Andy Rasabout is a member of the street gang known as the Tiny Oriental Posse. On November 1, 2007, Mr. Rasabout, riding shotgun in a Honda Civic, fired twelve shots from a Glock 9 mm semiautomatic pistol at a house and a car parked in front. Lee Tran, whom Mr. Rasabout knew to be a rival in the Original Laotian Gangsters, owned the car and was inside the house at the time. But Mr. Tran was not the only person in danger. Two young girls and their mother were asleep upstairs. Several others were playing cards in the basement. And one man was standing in the carport, enjoying the crisp morning air and a cigarette.

Rasabout was convicted of 12 counts of "unlawful discharge of a firearm." But is each shot a separate "discharge"? Or should the 12 shots together be considered one "discharge"? For more insight on those questions, read below the fold.

This is a matter of statutory construction, but the relevant statute, Utah Code section 76-10-508, does not address these questions expressly. The relevant focus of the Court's inquiry is legislative intent, but what did the Utah Legislature intend when it criminalized the "discharge of any kind of dangerous weapon or firearm ... from an automobile ... within 600 feet of ... a house, dwelling, or any other building"?

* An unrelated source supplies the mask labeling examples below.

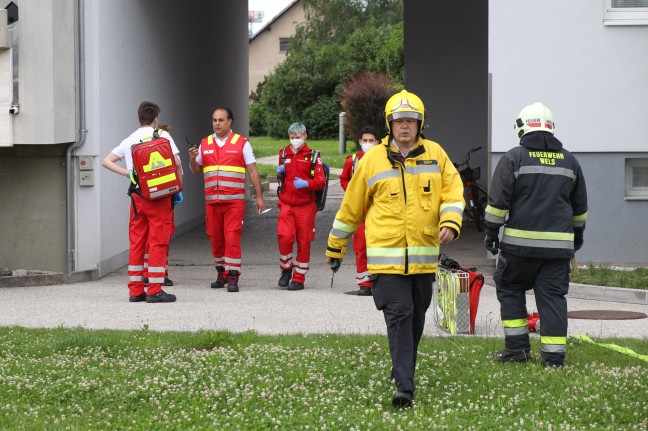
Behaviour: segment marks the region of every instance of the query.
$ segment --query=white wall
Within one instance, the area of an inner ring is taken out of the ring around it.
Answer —
[[[573,152],[648,150],[648,26],[604,26],[601,0],[490,1],[492,151],[541,101]]]
[[[247,2],[87,0],[85,2],[88,135],[80,155],[95,157],[95,186],[78,187],[77,270],[101,275],[126,264],[127,181],[101,168],[112,148],[139,127],[143,100],[160,105],[185,171],[185,202],[176,224],[202,221],[202,178],[190,173],[185,136],[212,132],[211,114],[229,106],[233,127],[248,133]],[[208,252],[208,251],[207,251]]]
[[[20,23],[20,113],[13,116],[13,144],[74,142],[75,1],[13,1]]]

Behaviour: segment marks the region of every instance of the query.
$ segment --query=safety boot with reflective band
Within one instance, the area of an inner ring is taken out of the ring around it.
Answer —
[[[238,292],[238,278],[239,272],[236,270],[230,270],[227,272],[227,291],[228,292]]]
[[[527,318],[502,320],[502,325],[506,350],[516,352],[531,350]]]
[[[218,276],[216,277],[216,281],[211,284],[211,288],[222,289],[223,287],[225,287],[225,268],[222,266],[217,266],[216,272],[218,273]]]
[[[541,336],[542,365],[545,367],[562,367],[567,352],[567,337]]]

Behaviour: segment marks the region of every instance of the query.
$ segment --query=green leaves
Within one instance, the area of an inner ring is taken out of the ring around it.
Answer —
[[[304,0],[307,21],[286,60],[252,94],[252,135],[286,135],[303,122],[313,139],[337,136],[340,92],[362,72],[402,81],[402,0]]]

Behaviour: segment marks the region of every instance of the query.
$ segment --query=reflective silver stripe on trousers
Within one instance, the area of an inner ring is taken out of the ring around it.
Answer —
[[[486,213],[486,216],[484,217],[484,219],[486,221],[491,222],[491,223],[504,224],[504,217],[498,217],[498,216],[495,216],[495,215],[493,215],[491,213]]]
[[[149,272],[164,272],[163,266],[149,266]]]
[[[570,249],[574,248],[574,241],[559,241],[559,240],[548,240],[548,239],[528,239],[528,238],[519,238],[516,236],[507,236],[502,237],[502,242],[511,245],[521,245],[524,247],[542,247],[542,248],[560,248],[560,249]]]
[[[548,353],[565,353],[567,351],[566,344],[543,344],[542,351]]]
[[[329,234],[333,235],[336,238],[349,238],[351,235],[353,235],[353,233],[351,232],[345,232],[343,230],[335,228],[331,229],[331,232],[329,232]]]

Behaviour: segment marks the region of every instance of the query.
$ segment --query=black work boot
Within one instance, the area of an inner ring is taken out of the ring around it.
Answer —
[[[531,359],[531,350],[504,349],[493,354],[500,362],[525,362]]]
[[[281,270],[281,277],[279,277],[279,287],[286,287],[288,286],[288,283],[290,283],[290,279],[292,278],[292,269],[282,269]]]
[[[129,296],[128,297],[129,302],[142,302],[146,301],[146,293],[142,293],[141,295],[135,295],[135,296]]]
[[[564,353],[550,353],[542,352],[542,366],[543,367],[554,367],[562,368],[565,365],[565,354]]]
[[[392,405],[397,409],[404,409],[412,405],[412,393],[406,391],[396,391],[392,398]]]
[[[214,281],[211,286],[212,289],[222,289],[225,287],[225,268],[217,266],[216,271],[218,272],[218,277],[216,277],[216,281]]]
[[[288,290],[304,290],[304,283],[293,281],[288,285]]]
[[[175,302],[175,295],[171,295],[170,293],[166,293],[164,290],[160,290],[155,295],[146,295],[146,302]]]
[[[237,270],[230,270],[227,273],[228,292],[238,292],[238,277],[239,277],[239,272]]]
[[[371,288],[368,286],[360,286],[360,289],[358,289],[358,296],[371,296]]]

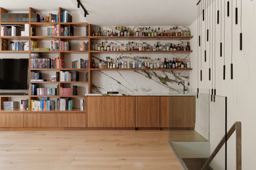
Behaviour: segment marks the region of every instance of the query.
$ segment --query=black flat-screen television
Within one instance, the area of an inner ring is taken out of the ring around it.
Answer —
[[[0,90],[28,90],[28,59],[0,59]]]

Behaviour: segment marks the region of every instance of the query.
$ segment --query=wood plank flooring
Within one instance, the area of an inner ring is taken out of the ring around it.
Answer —
[[[0,131],[0,169],[183,169],[168,131]]]

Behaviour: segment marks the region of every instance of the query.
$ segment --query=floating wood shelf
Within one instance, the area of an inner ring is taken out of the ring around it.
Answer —
[[[142,71],[190,71],[192,69],[90,69],[91,71],[100,71],[100,70],[108,70],[108,71],[114,71],[114,70],[119,70],[119,71],[125,71],[125,70],[142,70]]]

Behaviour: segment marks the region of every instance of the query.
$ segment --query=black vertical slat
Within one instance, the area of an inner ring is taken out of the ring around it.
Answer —
[[[225,97],[225,170],[227,169],[227,158],[228,158],[228,97]]]
[[[238,8],[236,8],[236,24],[238,24]]]
[[[200,80],[201,81],[203,80],[203,71],[200,70]]]
[[[217,24],[219,24],[219,10],[217,11]]]
[[[204,61],[206,62],[206,50],[204,50]]]
[[[211,68],[209,68],[209,80],[211,80]]]
[[[243,50],[243,33],[240,33],[240,50]]]

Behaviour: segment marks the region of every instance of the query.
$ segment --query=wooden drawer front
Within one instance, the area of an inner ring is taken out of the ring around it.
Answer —
[[[24,114],[24,128],[54,128],[55,114],[33,113]]]
[[[160,97],[136,97],[136,127],[160,128]]]
[[[111,124],[112,128],[135,128],[135,97],[111,98]]]
[[[87,97],[88,128],[111,128],[111,97]]]
[[[0,114],[1,128],[23,128],[23,114],[1,113]]]

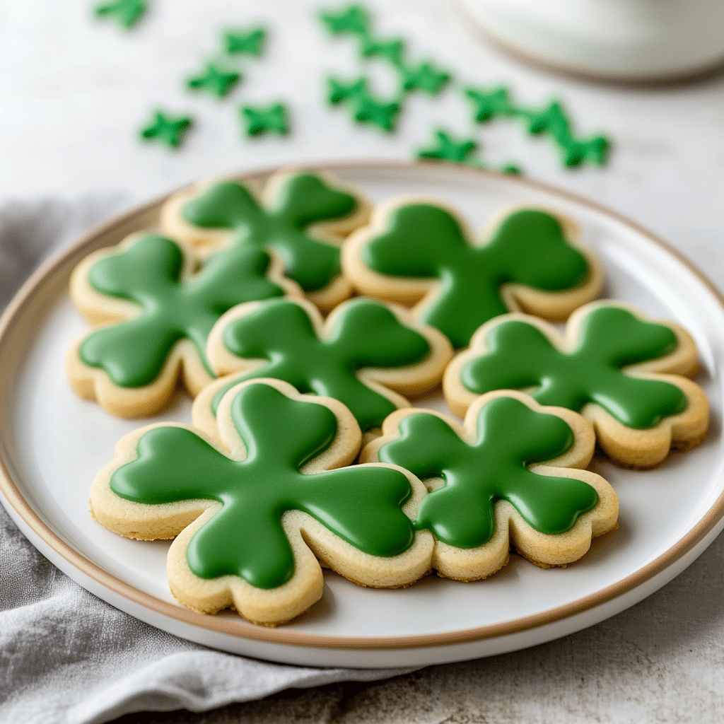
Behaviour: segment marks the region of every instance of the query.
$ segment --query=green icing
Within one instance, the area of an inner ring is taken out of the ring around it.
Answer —
[[[404,418],[400,433],[380,448],[379,459],[423,480],[445,481],[423,500],[415,527],[455,547],[474,548],[491,539],[498,500],[508,501],[526,523],[548,535],[570,530],[598,502],[587,483],[528,469],[563,455],[573,435],[560,418],[534,412],[512,397],[492,400],[480,411],[472,445],[429,413]]]
[[[140,316],[91,332],[80,358],[104,369],[122,387],[153,382],[180,340],[190,340],[209,374],[206,337],[216,321],[236,304],[281,296],[266,278],[269,257],[237,248],[209,258],[188,283],[182,283],[183,251],[161,236],[146,236],[90,268],[88,281],[101,294],[138,304]]]
[[[368,300],[345,303],[329,339],[317,337],[306,311],[286,300],[265,302],[224,330],[224,344],[237,357],[265,364],[235,379],[214,396],[211,409],[241,379],[275,377],[300,392],[334,397],[350,408],[363,431],[381,427],[396,409],[386,397],[360,381],[363,367],[414,364],[429,353],[427,340],[401,324],[384,305]]]
[[[621,368],[657,359],[677,346],[668,327],[642,321],[620,307],[602,306],[586,317],[577,346],[558,351],[541,331],[524,321],[494,327],[488,351],[463,368],[460,381],[472,392],[537,388],[542,405],[580,411],[595,403],[627,427],[647,429],[682,412],[686,397],[674,384],[641,379]]]
[[[439,290],[421,320],[447,334],[455,348],[467,345],[484,322],[509,311],[500,295],[504,284],[563,291],[584,282],[589,272],[586,258],[566,241],[557,219],[533,209],[510,214],[489,243],[474,247],[445,209],[400,206],[362,256],[380,274],[439,279]]]
[[[334,438],[337,420],[328,408],[258,384],[239,392],[231,415],[248,451],[243,462],[185,428],[157,427],[138,441],[138,459],[111,478],[113,492],[135,502],[222,503],[189,543],[187,560],[197,576],[240,576],[262,589],[289,581],[294,557],[281,522],[287,510],[308,513],[371,555],[397,555],[411,546],[414,532],[401,505],[411,489],[399,471],[300,472]]]
[[[357,209],[350,194],[313,174],[287,178],[272,208],[262,208],[243,184],[224,181],[186,203],[184,219],[203,229],[232,229],[237,245],[271,248],[285,273],[306,292],[327,286],[340,274],[340,250],[312,238],[307,227],[344,219]]]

The Utah Supreme Court held "each discrete shot" is one "discharge." The majority opinion came to that conclusion via conventional textual analysis, including consideration of the dictionary definition of "discharge." According to the Court, "Under these dictionary entries, the clearest reading of the statute is that discharging a weapon or firearm means shooting a weapon or firearm." 

The majority opinion also relied on a close reading of the statute, which refers to a firearm as "any device . . . from which is expelled a projectile by action of an explosive." And, of course, there is the policy argument: "it was reasonable for the Legislature to criminalize each shot fired because each shot carries an independent harm."

None of this seems dispositive, but it's pretty standard analysis from a Court. 

Associate Chief Justice Tom Lee agreed with all of the majority's conclusions, but was uncomfortable resolving the statutory ambiguity by reference to the dictionary. You should know why, but the gist of the problem is that the dictionary definition of "discharge" could mean "to shoot" or it could mean "to unload." And the dictionary does not tell us the best meaning in this context. To resolve this problem, Justice Lee turns to corpus linguistics:

In this age of information, we have ready access to means for testing our resolution of linguistic ambiguity. Instead of just relying on the limited capacities of the dictionary or our memory, we can access large bodies of real-world language to see how particular words or phrases are actually used in written or spoken English. Linguists have a name for this kind of analysis; it is known as corpus linguistics.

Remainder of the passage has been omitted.